The Council’s recent expansion of Early Learning and Childcare estate coupled with the new classroom in Christie Park Primary School will ensure all communities in West Dunbartonshire have capacity to provide deferred placements.
Details of the plans were outlined at a meeting of the Council’s Educational Services committee this week.
Members were also told that increased deferrals, and children beginning primary one at a later stage, would mean some adaptations may need to be made to early years curriculum to meet the needs of a wider age range.
This includes the further roll out of the One-ery model of curriculum delivery, based around play pedagogy and nurturing approaches, which was piloted in campus schools and Early Learning Centres during 2021/22.

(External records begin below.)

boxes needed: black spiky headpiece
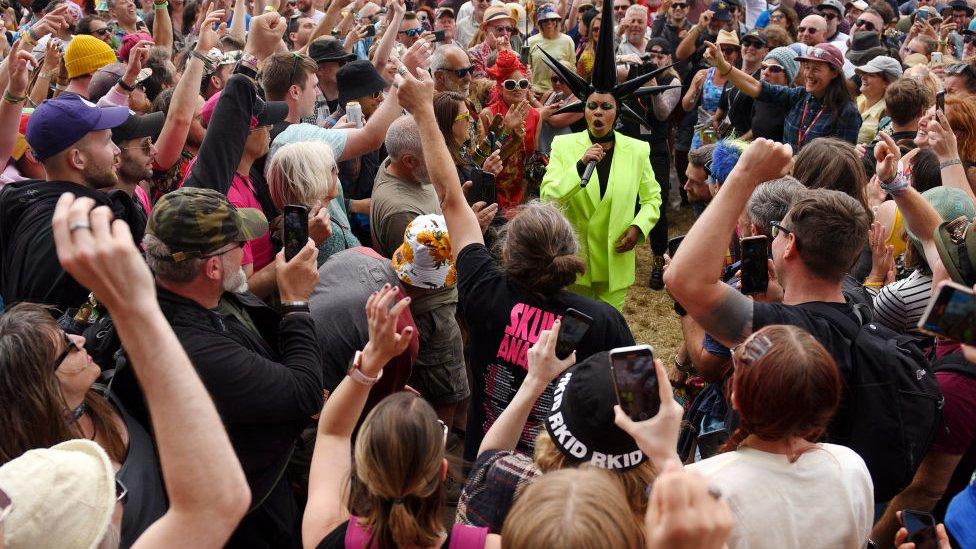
[536,0,681,124]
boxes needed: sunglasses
[502,78,529,91]
[437,65,474,78]
[854,19,878,31]
[54,330,81,371]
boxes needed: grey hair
[142,233,203,284]
[385,114,424,160]
[746,175,807,236]
[266,141,336,208]
[688,143,715,168]
[430,44,468,72]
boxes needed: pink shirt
[227,174,274,272]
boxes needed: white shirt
[687,444,874,549]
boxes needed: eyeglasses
[769,221,796,238]
[54,330,81,371]
[437,65,474,78]
[122,137,153,155]
[0,488,14,524]
[397,27,424,37]
[502,78,529,91]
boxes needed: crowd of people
[0,0,976,549]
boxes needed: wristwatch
[347,351,383,387]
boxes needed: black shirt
[456,244,634,461]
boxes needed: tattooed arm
[664,139,792,347]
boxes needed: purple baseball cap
[25,93,129,160]
[796,42,844,71]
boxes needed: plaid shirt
[757,81,861,154]
[454,450,542,534]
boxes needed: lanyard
[796,97,824,150]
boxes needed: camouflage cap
[146,187,268,262]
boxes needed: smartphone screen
[901,509,939,549]
[668,235,685,259]
[918,282,976,345]
[740,235,769,295]
[556,308,593,360]
[610,345,661,421]
[282,204,308,261]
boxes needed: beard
[220,256,247,294]
[82,159,119,189]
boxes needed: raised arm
[154,6,224,170]
[664,139,792,347]
[53,193,251,548]
[302,284,414,547]
[705,42,762,97]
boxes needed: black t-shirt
[456,244,634,461]
[752,100,790,141]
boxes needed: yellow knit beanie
[64,34,118,80]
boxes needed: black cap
[545,351,645,471]
[336,59,389,105]
[308,38,356,63]
[112,112,166,145]
[646,36,674,55]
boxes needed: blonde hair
[350,392,444,547]
[532,429,657,520]
[267,141,338,208]
[502,467,642,549]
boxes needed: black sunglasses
[502,78,529,91]
[54,330,80,371]
[437,65,474,78]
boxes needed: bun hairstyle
[497,200,586,296]
[722,325,841,461]
[350,392,444,547]
[502,467,643,549]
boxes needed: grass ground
[623,203,692,358]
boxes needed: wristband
[3,91,27,105]
[881,172,912,198]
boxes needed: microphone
[580,160,596,188]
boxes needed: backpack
[803,303,942,503]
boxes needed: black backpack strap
[801,303,861,341]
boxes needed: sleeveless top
[317,515,488,549]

Councillor Clare Steel, Convener of Educational Services, said: “It is important that children are given the chance to develop and begin their primary education at the right time and when their parent or carers believe they are ready. We have invested a lot in expanding our ELCC offer, and the facilities we have across West Dunbartonshire are modern, spacious and purpose built for learning through play. I am pleased that the addition of this new classroom in Alexandria means that we can fully support all requests for deferred entry in all areas of West Dunbartonshire, and ensure our children are continuing their learning, be that in school or nursery, in a nurturing and safe environment.”
Councillor Michelle McGinty, Vice Convener of Educational Services, added: “The pandemic changed so much and young people especially missed out on so many experiences, so I understand why some families feel deferral is the best option for their child. Although the early years curriculum for both nursery classes and Primary One classes is based around the play, it is pleasing to hear that officers have considered the impact on our young people and whether changes may be required for any pupils who are beginning their primary education when they are slightly older.”